In [1]:
#import packages
import pandas as pd
import numpy as np
import requests
import io
import datetime
from sklearn.model_selection import train_test_split
from sklearn.linear_model import LinearRegression
import joblib
from evidently.report import Report
from evidently.metric_preset import DataDriftPreset
from evidently.metric_preset import TargetDriftPreset

In [2]:

# Load the dataset
df = pd.read_csv('auto_mpg.csv')

# Handle missing values in 'horsepower'
df = df.replace('?', np.nan)
df['horsepower'] = pd.to_numeric(df['horsepower'])

# Impute missing values with the median
df['horsepower'] = df['horsepower'].fillna(df['horsepower'].median())

# Drop the 'car name' column as it is not useful for prediction
df = df.drop('car name', axis=1)
      

In [3]:
df.shape

(398, 8)

In [4]:
df.head()

Unnamed: 0,mpg,cylinders,displacement,horsepower,weight,acceleration,model year,origin
0,18.0,8,307.0,130.0,3504,12.0,70,1
1,15.0,8,350.0,165.0,3693,11.5,70,1
2,18.0,8,318.0,150.0,3436,11.0,70,1
3,16.0,8,304.0,150.0,3433,12.0,70,1
4,17.0,8,302.0,140.0,3449,10.5,70,1


In [5]:
# Split the data into 'reference' and 'current' datasets.
# The 'reference' data represents the past, 'well-behaved' data.
# The 'current' data represents new, incoming data we need to monitor.
reference_data = df.iloc[:200].copy()
current_data = df.iloc[200:].copy()

In [6]:

#Introduce Data drift
print("Simulating data drift in the 'current' dataset...")

current_data['mpg'] = current_data['mpg'] * 0.8
current_data['cylinders'] = current_data['cylinders'] * 1.3
current_data['displacement'] = current_data['displacement'] * 0.6
current_data['horsepower'] = current_data['horsepower'] * 4.6
current_data['acceleration'] = current_data['acceleration'] * 1.45
current_data['weight'] = current_data['weight']*1.05
current_data['origin'] = current_data['origin'].replace({1: 2, 2: 3, 3: 1})

# One-hot encode the 'origin' column
reference_data = pd.get_dummies(reference_data, columns=['origin'], prefix='origin')
current_data = pd.get_dummies(current_data, columns=['origin'], prefix='origin')
print("Reference data shape:", reference_data.shape)
print("Current data shape:", current_data.shape)


Simulating data drift in the 'current' dataset...
Reference data shape: (200, 10)
Current data shape: (198, 10)


In [7]:
#Find out the datadrift
data_drift_report = Report(metrics=[
    DataDriftPreset()
])
data_drift_report.run(current_data=current_data, reference_data=reference_data, column_mapping=None)
 

In [8]:
# Save the report as an HTML file
report_filename = f'data_drift_report_ {datetime.datetime.now().strftime("%Y%m%d_%H%M%S")}.html'
data_drift_report.save_html(report_filename)
print(f"Data Drift Report saved to {report_filename}")

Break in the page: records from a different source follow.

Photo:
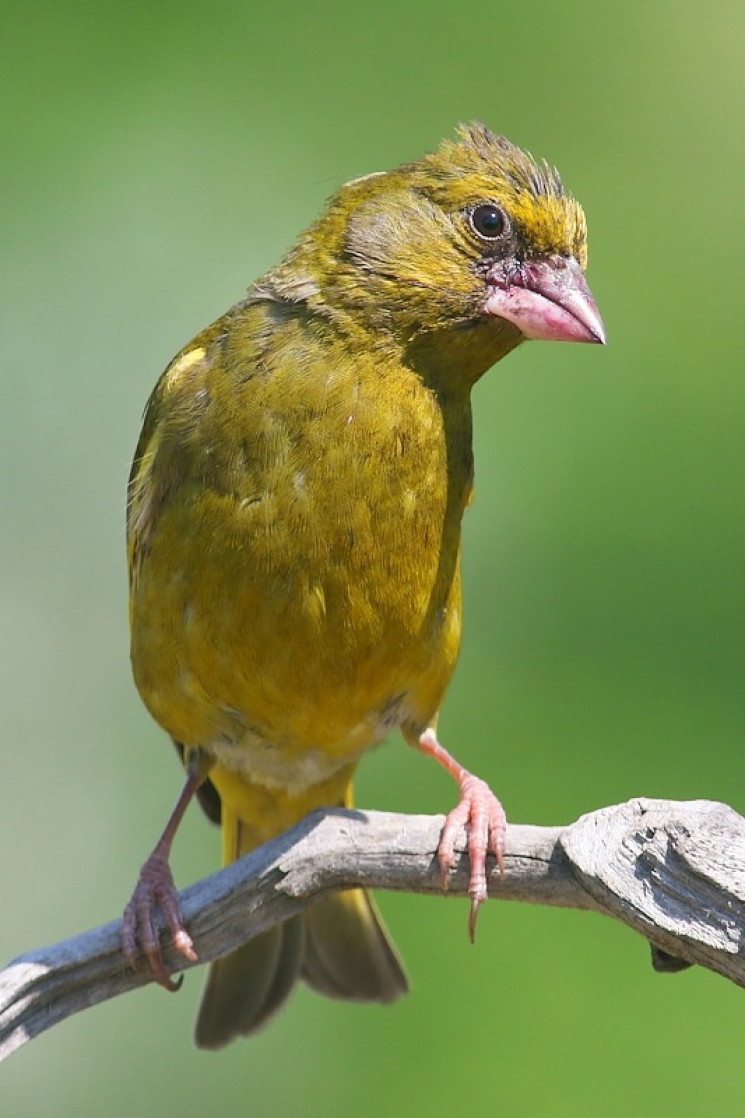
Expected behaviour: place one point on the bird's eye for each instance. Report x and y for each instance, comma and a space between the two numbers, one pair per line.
488, 221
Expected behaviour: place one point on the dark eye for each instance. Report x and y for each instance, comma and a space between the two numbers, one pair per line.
488, 221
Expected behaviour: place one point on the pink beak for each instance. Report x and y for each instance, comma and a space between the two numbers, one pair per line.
546, 299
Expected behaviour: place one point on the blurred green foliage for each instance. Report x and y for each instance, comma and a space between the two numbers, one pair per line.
156, 159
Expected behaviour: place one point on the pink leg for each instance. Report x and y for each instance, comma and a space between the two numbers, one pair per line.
481, 812
156, 890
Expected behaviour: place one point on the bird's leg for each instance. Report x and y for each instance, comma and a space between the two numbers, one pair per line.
481, 812
156, 890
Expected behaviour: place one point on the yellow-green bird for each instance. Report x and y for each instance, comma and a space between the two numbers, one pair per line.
294, 532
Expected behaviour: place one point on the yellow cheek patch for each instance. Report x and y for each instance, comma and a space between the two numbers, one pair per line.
182, 365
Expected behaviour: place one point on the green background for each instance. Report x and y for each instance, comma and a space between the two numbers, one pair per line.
157, 157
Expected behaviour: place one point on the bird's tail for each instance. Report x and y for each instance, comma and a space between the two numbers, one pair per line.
338, 945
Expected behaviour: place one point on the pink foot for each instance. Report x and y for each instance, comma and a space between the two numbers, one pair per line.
154, 890
478, 809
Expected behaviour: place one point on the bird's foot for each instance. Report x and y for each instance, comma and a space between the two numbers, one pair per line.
481, 813
154, 890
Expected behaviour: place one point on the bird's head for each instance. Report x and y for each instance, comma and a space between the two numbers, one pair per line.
475, 235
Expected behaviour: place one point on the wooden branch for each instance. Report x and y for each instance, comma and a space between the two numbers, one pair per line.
672, 871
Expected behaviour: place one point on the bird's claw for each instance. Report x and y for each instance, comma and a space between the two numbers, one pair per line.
154, 890
478, 809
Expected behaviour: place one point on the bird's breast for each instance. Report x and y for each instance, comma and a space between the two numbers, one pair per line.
317, 602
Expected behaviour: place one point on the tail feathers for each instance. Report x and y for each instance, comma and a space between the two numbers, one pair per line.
247, 986
348, 951
339, 946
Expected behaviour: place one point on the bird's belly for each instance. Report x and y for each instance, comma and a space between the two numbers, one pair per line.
290, 676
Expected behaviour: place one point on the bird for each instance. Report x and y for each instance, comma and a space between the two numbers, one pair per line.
293, 522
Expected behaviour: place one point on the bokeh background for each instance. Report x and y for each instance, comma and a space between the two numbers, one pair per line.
157, 157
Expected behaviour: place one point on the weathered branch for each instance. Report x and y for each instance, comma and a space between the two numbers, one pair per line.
672, 871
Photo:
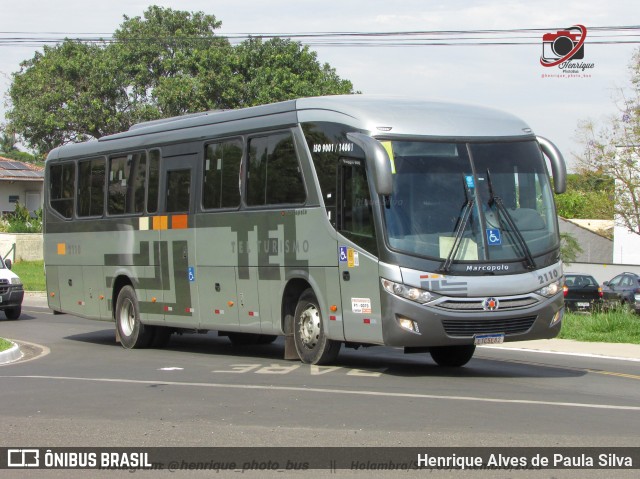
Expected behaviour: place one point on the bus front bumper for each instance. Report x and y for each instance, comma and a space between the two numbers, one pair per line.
409, 324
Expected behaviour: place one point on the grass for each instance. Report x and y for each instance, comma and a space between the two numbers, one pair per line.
614, 326
32, 274
4, 344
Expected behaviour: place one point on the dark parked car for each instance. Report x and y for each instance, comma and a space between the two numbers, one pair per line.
622, 290
581, 292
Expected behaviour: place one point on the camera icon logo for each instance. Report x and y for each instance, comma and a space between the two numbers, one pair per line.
563, 45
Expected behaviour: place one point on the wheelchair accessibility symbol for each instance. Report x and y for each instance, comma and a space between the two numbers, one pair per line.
493, 237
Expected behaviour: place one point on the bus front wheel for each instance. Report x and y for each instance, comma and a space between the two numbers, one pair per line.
453, 356
133, 334
312, 344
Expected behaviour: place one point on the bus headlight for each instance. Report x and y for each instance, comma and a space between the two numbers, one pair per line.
408, 292
551, 289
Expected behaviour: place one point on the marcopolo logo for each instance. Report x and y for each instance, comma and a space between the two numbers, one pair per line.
565, 49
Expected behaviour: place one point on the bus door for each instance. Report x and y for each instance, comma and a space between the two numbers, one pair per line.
357, 255
177, 236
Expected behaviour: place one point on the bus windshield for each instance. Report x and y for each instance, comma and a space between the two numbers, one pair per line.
470, 202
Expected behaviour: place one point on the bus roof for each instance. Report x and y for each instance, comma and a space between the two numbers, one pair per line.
382, 116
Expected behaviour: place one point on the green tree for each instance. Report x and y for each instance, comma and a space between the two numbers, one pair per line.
163, 64
283, 69
613, 150
569, 248
589, 196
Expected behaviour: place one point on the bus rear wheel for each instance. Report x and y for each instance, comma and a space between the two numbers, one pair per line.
312, 344
13, 313
452, 356
133, 334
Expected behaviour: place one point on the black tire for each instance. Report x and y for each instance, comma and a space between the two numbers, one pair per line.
133, 334
312, 344
13, 313
452, 356
267, 338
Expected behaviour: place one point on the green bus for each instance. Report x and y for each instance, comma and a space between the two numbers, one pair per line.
339, 220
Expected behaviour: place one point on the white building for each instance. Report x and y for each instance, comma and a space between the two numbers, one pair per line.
20, 183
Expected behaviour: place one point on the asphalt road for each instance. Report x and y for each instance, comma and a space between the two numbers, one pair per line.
77, 387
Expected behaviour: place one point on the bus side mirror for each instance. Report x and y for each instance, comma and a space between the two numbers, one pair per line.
378, 158
558, 166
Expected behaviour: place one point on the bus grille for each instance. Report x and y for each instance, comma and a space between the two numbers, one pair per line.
454, 327
476, 304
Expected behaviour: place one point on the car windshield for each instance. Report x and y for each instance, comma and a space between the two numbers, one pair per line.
580, 281
470, 201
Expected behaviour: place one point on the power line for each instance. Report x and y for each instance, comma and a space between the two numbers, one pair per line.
605, 35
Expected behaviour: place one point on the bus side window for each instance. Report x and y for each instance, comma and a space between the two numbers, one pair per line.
127, 175
356, 213
153, 188
178, 191
220, 188
62, 185
273, 175
91, 187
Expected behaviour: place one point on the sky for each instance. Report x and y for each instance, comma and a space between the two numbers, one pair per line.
509, 78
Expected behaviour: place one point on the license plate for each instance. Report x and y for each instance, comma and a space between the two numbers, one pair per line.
488, 339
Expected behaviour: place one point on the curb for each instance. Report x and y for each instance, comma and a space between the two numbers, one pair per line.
11, 354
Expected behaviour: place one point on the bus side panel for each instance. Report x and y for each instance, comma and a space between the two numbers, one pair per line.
248, 299
335, 319
360, 287
53, 289
71, 289
270, 293
218, 297
95, 305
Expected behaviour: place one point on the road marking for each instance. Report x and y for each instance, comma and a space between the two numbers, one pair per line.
351, 392
610, 373
42, 351
583, 355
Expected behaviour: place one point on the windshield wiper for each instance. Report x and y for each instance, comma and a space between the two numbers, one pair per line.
462, 225
502, 211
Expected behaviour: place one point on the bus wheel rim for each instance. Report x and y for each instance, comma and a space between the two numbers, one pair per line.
310, 326
127, 317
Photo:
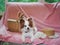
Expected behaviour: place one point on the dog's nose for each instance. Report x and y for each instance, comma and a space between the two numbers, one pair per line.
28, 28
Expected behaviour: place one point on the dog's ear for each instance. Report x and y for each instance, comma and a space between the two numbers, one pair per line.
30, 22
22, 22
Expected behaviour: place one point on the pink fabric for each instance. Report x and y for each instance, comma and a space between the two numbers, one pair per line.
39, 12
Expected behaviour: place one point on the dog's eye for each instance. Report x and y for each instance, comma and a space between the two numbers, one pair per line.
24, 25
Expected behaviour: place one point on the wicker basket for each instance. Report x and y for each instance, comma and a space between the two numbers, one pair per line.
13, 25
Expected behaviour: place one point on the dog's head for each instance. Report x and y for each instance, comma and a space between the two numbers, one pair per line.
26, 23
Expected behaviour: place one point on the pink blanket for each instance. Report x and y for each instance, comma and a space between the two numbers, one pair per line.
40, 13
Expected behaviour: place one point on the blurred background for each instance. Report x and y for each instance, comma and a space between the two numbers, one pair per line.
3, 3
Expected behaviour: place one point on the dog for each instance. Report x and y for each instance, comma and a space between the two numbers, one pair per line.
27, 28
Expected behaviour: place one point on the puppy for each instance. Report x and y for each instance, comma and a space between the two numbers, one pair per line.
27, 28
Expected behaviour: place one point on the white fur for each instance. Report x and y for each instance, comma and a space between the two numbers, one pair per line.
32, 33
29, 33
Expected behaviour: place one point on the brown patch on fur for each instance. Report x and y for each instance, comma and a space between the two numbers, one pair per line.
30, 22
22, 23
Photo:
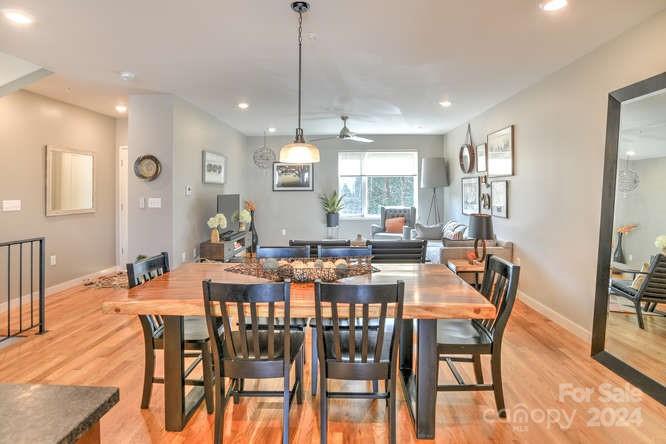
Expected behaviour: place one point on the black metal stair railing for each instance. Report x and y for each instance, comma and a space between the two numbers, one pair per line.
24, 305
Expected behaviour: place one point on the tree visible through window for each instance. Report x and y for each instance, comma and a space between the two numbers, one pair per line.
368, 180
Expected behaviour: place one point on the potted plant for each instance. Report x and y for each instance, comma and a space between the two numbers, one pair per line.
332, 205
216, 223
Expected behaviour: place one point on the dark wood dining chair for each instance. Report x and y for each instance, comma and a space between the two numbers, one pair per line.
398, 251
195, 334
242, 353
326, 251
333, 252
359, 354
457, 337
283, 252
652, 291
314, 244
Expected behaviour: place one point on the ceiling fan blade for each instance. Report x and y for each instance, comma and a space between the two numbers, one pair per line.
359, 139
322, 138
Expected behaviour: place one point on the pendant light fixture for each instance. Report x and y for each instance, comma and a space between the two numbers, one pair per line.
299, 151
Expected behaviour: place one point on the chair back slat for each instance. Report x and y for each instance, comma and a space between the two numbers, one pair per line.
398, 251
283, 252
343, 251
371, 299
336, 331
500, 286
314, 244
139, 273
242, 341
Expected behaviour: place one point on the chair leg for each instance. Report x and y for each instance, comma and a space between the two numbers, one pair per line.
323, 410
219, 409
209, 380
313, 365
478, 370
639, 314
285, 411
148, 375
393, 411
300, 362
496, 367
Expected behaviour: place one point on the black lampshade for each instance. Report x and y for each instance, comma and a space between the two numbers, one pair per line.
481, 227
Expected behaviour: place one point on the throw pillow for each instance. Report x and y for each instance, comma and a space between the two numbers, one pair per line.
428, 232
394, 225
640, 278
454, 233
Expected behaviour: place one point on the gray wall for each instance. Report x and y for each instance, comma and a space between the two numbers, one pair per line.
194, 131
300, 211
176, 132
555, 195
150, 131
82, 243
646, 207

Data Drift Report saved to data_drift_report_ 20250812_191711.html


In [9]:
#Fatures and Data
print("\nTraining a simple linear regression model...")

# Define features (X) and target (y)
X_ref = reference_data.drop('mpg', axis=1)
y_ref = reference_data['mpg']

#Data Cleaning
X_ref.dropna(inplace=True)
y_ref = y_ref.loc[X_ref.index]
 
#Model Building
model = LinearRegression()
model.fit(X_ref, y_ref)
model.score(X_ref, y_ref)


Training a simple linear regression model...


0.8518069326409302

In [10]:
# Save the model
model_filename = 'auto_mpg_linear_regr_model.joblib'
joblib.dump(model, model_filename)
print(f"Model saved to {model_filename}")

Model saved to auto_mpg_linear_regr_model.joblib


In [11]:

X_curr = current_data.drop('mpg', axis=1)
y_curr = current_data['mpg']
X_curr.dropna(inplace=True)

#Making predictions on reference and current data
reference_data['prediction'] = model.predict(X_ref)
current_data['prediction'] = model.predict(X_curr)

In [12]:
model.score(X_curr, y_curr)

0.4396019987386798

In [13]:
# Use Evidently to compare the distributions of the model predictions.
from evidently.metric_preset import TargetDriftPreset
 
print("\nGenerating Evidently Model Performance report...")
model_report = Report(metrics=[
    TargetDriftPreset()
])
model_report.run(current_data=current_data, reference_data=reference_data, column_mapping=None)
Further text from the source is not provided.